Then I suddenly felt viscerally afraid of not being able to feel all the things that mattered to me, or of otherwise screwing up the decision. Afraid of not being able to foresee how bad never transitioning would feel. Afraid of not understanding what I’d be missing if I was never in a relationship because of it. Afraid of not feeling things over future lives I could impact just because of limited ability to visualize them. Afraid of deceiving myself about my values in the direction that I was more altruistic than I was, based on internalizing a utility function society had tried to corrupt me with. And I felt a thing my past self chose to characterize as “Scream of the Sword of Good (not outer-good, just the thing inside me that seemed well-pointed to by that)”, louder than I had before.
I re-made rough estimates for how much suffering would come from not transitioning, and how much loss of effectiveness would come from transitioning. I estimated a 10%-40% reduction in expected impact I could have on the world if I transitioned. (At that time, I expected that most things would depend on business with people who would discriminate, perhaps subconsciously. I was 6’2″ and probably above average in looks as a man, which I thought’d be a significant advantage to give up.)
I sort of looked in on myself from the outside, and pointed my altruism thingy on myself, and noted that it cared about me, even as just-another-person. Anyone being put in this situation was wrong, and that did not need to be qualified.
I switched to thinking of it from the perspective of virtue ethics, because I thought of that as a separate chunk of value back then. It was fucked up that whatever thing I did, I was compromising in who I would be.
The misfit with my body and the downstream suffering was a part of the Scream.
I sort of struggled mentally within the confines of the situation. Either I lost one way, or I lost the other. My mind went from from bouncing between them to dwelling on the stuckness of having been forked between them.
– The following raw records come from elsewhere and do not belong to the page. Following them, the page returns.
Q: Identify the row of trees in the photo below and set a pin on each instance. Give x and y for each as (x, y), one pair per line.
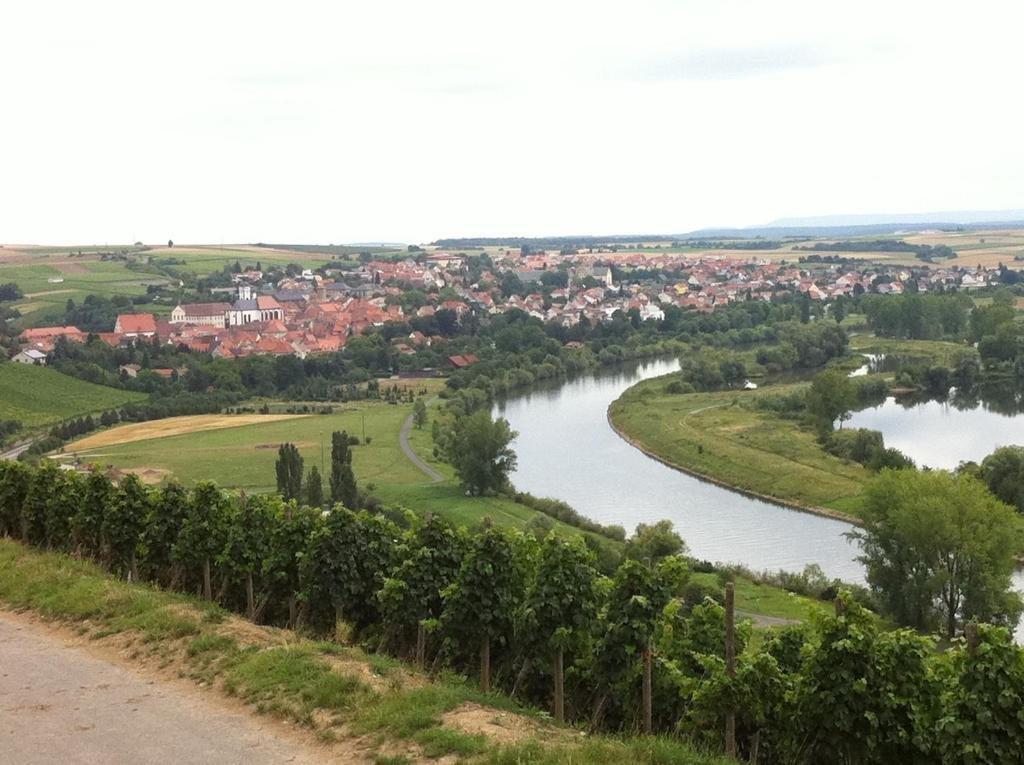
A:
(293, 486)
(536, 619)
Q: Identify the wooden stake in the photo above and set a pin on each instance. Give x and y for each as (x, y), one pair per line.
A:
(971, 633)
(421, 645)
(207, 581)
(485, 666)
(730, 666)
(647, 724)
(250, 596)
(559, 687)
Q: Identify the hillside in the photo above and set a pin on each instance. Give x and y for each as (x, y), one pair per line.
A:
(38, 395)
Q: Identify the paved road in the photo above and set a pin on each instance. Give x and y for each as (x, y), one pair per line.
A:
(413, 457)
(17, 449)
(60, 704)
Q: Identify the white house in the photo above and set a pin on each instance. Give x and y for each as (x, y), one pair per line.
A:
(249, 308)
(210, 314)
(30, 355)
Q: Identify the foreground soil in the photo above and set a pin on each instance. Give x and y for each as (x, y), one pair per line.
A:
(61, 702)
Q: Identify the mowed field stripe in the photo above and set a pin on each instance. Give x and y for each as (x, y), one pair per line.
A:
(142, 431)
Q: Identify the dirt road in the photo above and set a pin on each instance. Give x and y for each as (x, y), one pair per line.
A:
(407, 426)
(61, 704)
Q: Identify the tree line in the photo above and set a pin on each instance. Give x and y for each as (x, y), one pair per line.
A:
(535, 618)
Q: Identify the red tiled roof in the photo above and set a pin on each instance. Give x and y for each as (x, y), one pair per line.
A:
(135, 323)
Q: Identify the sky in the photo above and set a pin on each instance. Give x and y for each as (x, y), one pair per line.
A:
(332, 122)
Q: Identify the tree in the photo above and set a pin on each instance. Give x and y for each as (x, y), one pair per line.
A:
(289, 469)
(124, 522)
(830, 397)
(562, 604)
(478, 448)
(419, 413)
(349, 557)
(480, 604)
(939, 549)
(412, 595)
(203, 532)
(167, 515)
(636, 605)
(342, 480)
(652, 542)
(314, 487)
(1003, 472)
(864, 695)
(248, 538)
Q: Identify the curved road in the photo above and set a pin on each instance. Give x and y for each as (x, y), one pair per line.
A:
(407, 427)
(59, 703)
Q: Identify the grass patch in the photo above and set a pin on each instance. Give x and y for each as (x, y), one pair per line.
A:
(38, 395)
(720, 435)
(294, 681)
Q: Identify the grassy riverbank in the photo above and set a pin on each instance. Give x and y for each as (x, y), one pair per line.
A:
(716, 436)
(365, 708)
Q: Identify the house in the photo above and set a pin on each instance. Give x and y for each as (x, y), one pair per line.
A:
(461, 362)
(601, 273)
(249, 308)
(45, 337)
(135, 325)
(212, 314)
(30, 355)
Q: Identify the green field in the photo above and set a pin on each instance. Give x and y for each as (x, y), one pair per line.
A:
(45, 299)
(243, 457)
(714, 435)
(38, 396)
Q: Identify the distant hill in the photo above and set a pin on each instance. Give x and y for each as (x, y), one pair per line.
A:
(957, 217)
(39, 395)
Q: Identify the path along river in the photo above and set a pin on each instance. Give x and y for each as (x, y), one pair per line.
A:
(567, 451)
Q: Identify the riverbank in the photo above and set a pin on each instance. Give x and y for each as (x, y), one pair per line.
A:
(716, 438)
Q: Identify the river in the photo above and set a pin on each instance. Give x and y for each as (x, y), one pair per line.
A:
(566, 450)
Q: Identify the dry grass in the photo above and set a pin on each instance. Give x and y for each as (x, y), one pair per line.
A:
(171, 426)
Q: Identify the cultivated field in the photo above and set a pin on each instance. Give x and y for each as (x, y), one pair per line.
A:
(171, 426)
(38, 395)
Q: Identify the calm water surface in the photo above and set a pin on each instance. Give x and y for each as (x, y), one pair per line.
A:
(939, 434)
(566, 450)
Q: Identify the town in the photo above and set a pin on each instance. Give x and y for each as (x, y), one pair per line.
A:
(317, 310)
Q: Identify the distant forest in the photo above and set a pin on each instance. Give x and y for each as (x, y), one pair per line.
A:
(925, 252)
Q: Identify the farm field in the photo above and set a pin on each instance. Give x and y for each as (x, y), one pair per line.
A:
(51, 275)
(240, 451)
(244, 456)
(714, 435)
(39, 396)
(49, 281)
(172, 426)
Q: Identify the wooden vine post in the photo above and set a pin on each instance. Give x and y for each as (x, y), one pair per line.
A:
(971, 634)
(647, 724)
(730, 666)
(485, 665)
(559, 710)
(421, 644)
(250, 597)
(207, 580)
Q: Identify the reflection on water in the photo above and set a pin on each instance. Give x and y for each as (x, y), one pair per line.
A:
(943, 433)
(566, 450)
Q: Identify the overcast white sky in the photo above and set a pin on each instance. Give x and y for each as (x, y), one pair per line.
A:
(408, 121)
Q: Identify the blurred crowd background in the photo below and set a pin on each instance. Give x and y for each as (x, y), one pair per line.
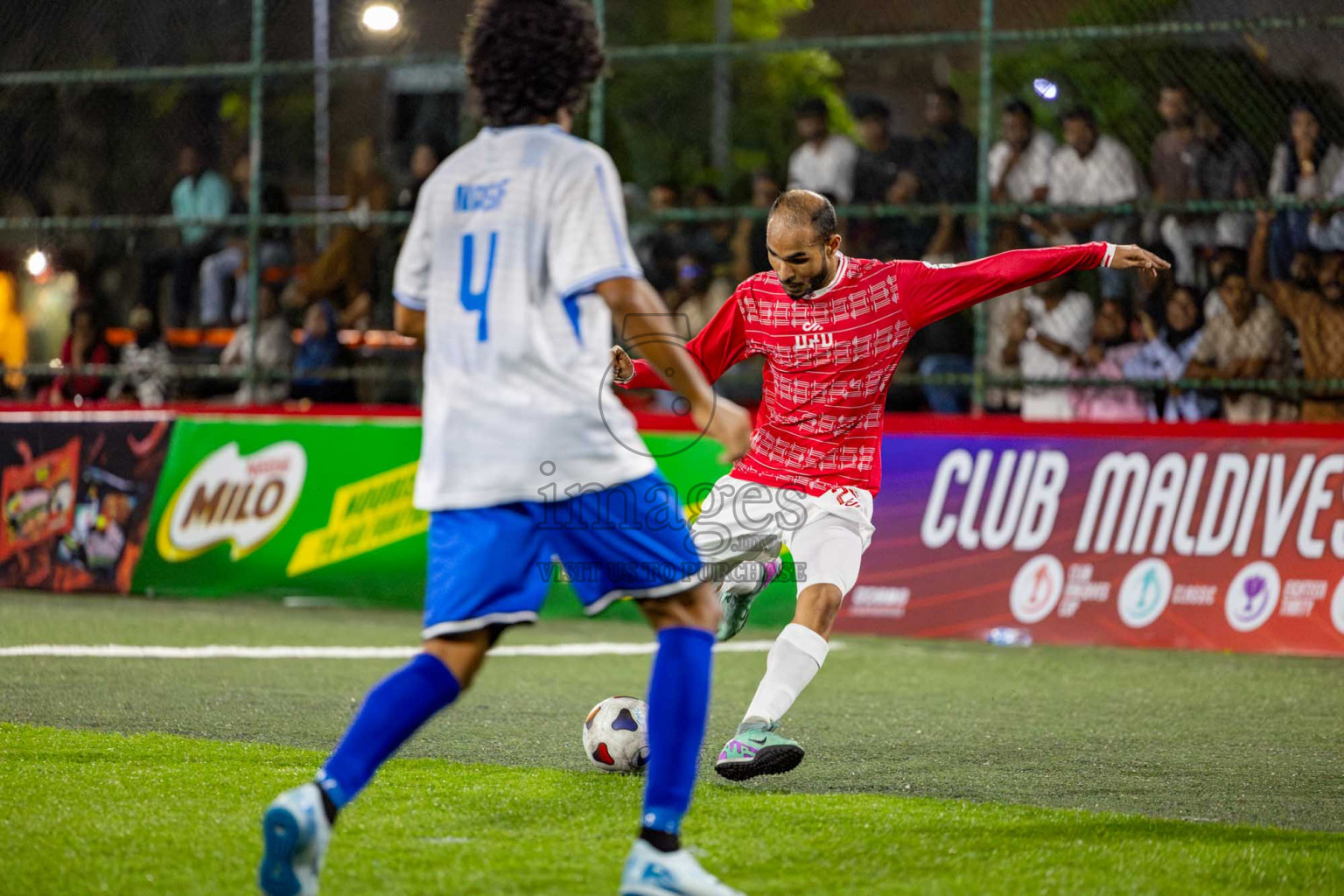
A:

Which seemed just. I imagined that someone making Sophies Choice might allow themselves to be divided, “Here is a part of me that wants to save this child, and here is a part of me that wants to save that child, and I hate myself for even thinking about not saving this child, and I hate myself for even thinking about not saving that child. It’s tearing me apart…”, but the just target of their fury would have been whoever put you in that fork in the first place. Being torn into belligerent halves was making the wrongness too successful.
My negative feelings turned outward, and merged into a single felt sense of bad. I poke at the unified bad with two plans to alleviate it. Transition and definitely knock out this source of bad, or don’t transition and maybe have a slightly better chance of knocking out another source of bad.
I held in mind the visceral fear of deceiving myself in the direction of being more altruistic than I was. I avoided a train of thought like, “These are the numbers and I have to multiply out and extrapolate…” When I was convinced that I was avoiding that successfully, and just seeing how I felt about the raw things, I noticed I had an anticipation of picking “don’t transition”, whereas when I started this thought process, I had sort of expected it to be a sort of last double check / way to come to terms with needing to give things up in order to transition.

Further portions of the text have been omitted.